I love this post - it triggered some serious nostalgia and I just sent it to my mom to read! There is no way you will remember this but on my first overnight at Robson camp (maybe 7 years old?) I was sad and wanted to go home. The counselors brought me into the tent with you and your friends and you gave me a twinkie. Thanks! It obviously made a big impression. :)

Petunia Face said...

Rachel Weill!
I don't remember giving you a twinkie at camp but hearing it made me supremely happy.
Funny thing about Robson--one of my vivid memories is cutting through Robson with Tawna one afternoon after school--we were probably 9. A bunch of older boys started to chase us, yelling that they were going to kill us. I thought they were monsters but they were probably all of 13. We tore through Robson until we got to the other side and saw your big yellow house. Knowing that you lived there, we banged on the door and your mom answered and quietly listened to us tell her that some boys wanted to murder us. She was nice enough to put us in her car and give us a ride to Memorial park where my parents were watching my brother's little league game. I don't even know if she knew who we were, but she was a mom and that was enough.
So Robson has good memories between us :)

Richie Designs said...

great, totally crying now.

I don't know my mom and yet know her as you say. I was thinking the other day of what she was like when she turned 40 since I'm approaching that birthday soon.

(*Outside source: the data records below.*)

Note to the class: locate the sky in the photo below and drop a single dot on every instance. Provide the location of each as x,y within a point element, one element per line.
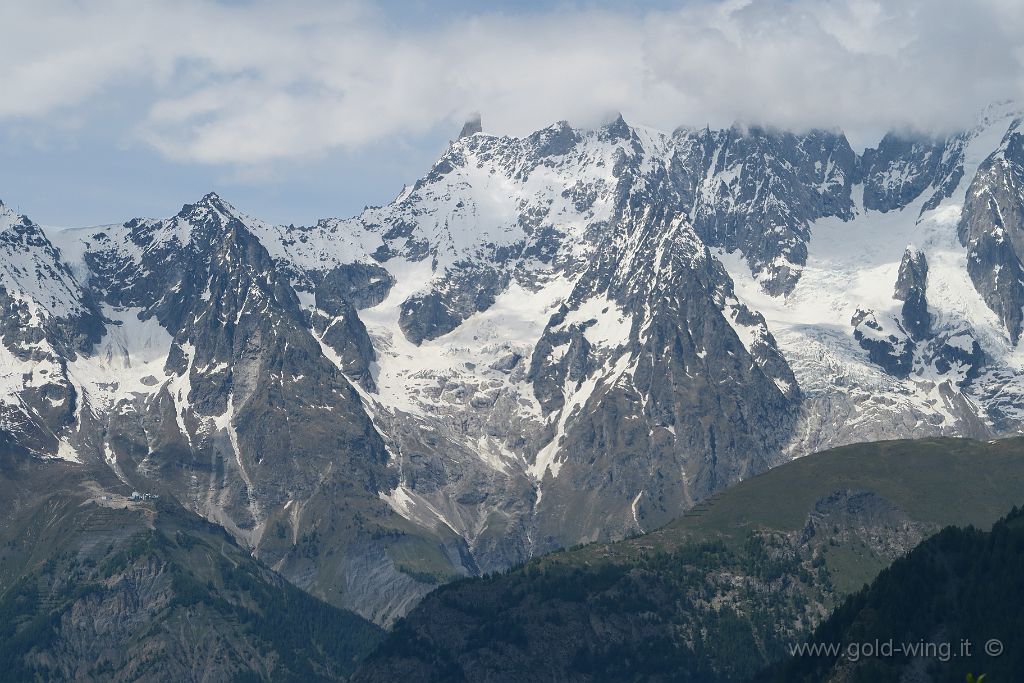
<point>299,111</point>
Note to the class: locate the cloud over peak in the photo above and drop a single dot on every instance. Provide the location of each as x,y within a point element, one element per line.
<point>249,84</point>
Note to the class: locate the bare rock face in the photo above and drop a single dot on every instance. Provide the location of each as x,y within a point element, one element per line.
<point>990,227</point>
<point>911,285</point>
<point>568,336</point>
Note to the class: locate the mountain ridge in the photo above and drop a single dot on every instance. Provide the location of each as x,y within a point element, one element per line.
<point>566,337</point>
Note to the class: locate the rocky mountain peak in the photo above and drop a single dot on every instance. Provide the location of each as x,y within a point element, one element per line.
<point>472,126</point>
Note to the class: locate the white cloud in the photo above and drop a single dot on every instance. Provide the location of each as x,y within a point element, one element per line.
<point>251,83</point>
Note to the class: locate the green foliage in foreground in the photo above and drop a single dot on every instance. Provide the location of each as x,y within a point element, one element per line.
<point>962,586</point>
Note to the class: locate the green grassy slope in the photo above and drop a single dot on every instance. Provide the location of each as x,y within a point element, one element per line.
<point>940,607</point>
<point>717,594</point>
<point>94,586</point>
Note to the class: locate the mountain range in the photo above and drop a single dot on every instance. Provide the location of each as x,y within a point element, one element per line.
<point>568,337</point>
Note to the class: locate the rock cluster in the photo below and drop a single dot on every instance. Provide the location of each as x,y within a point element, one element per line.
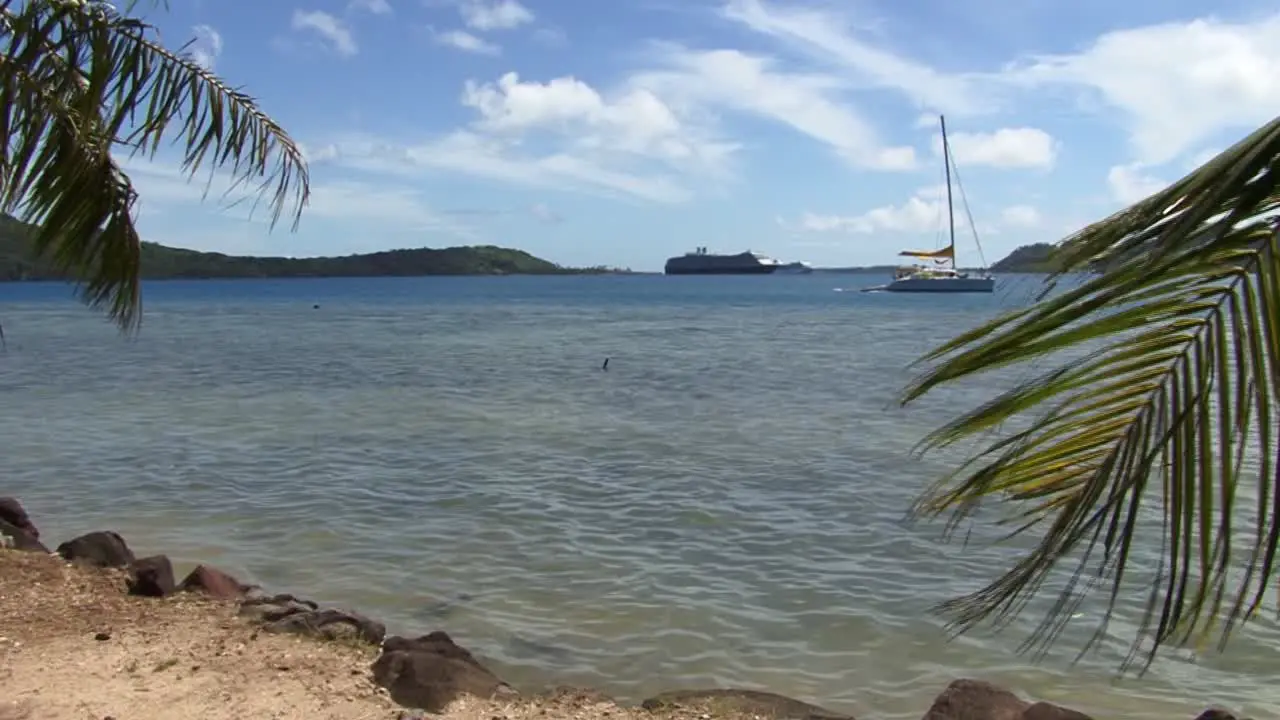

She had two children me 12, my brother 9 she was divorced and a single parent.

I think of me and if I could be half the person she was and is and I don't think I could.

thank you for this post. amazing.

ZDub said...

Breaking my heart all over the place.

krista said...

you're in my head again.
hey, while you're up there, do you mind organizing some of the archives? i'd greatly appreciate it.
oh, and don't be alarmed by the strong gusts of wind. it always happens when my daughter looks me dead in the eye. she can polish concrete floors with one glance.

Sschraed said...

Beautiful..you always make me cry. You are very talented :)

~j of skanksfornothing said...

Very beautiful, very true...

Laurie Stark said...

I'm only just now beginning to see my mother as a whole person instead of just my mom. I don't think it ever occurred to me until these past couple of years, that she's a whole person with a history and dreams and all of that stuff. It's strange to think of. You captured that feeling so well.

PUMPKIN PETUNIA said...

Having a particularly bad week, nothing major, all inside my head and I think this put some of it into words. Wanting to let my two oldest know that there's more to me than they see. But they won't see it even if I try to force them; they're not supposed to. That's how it's supposed to be; I'm Mom.

Anonymous said...

eloquent and beautiful!!!!

Adriene said...

I always enjoy your posts...but this is just FABULOUS! You put my thoughts into clever, beautiful words. Thanks for articulating my scattered sentiments for me.

Anonymous said...

good sad crying here too. all the things you want and can't have cause time has passed and i so want 'the lake house' with sandra bullock and keanu reeves, we (my daughter and i) would be so close if i was 31 and she were too, not 31 and 4. Yeah, sad good tears.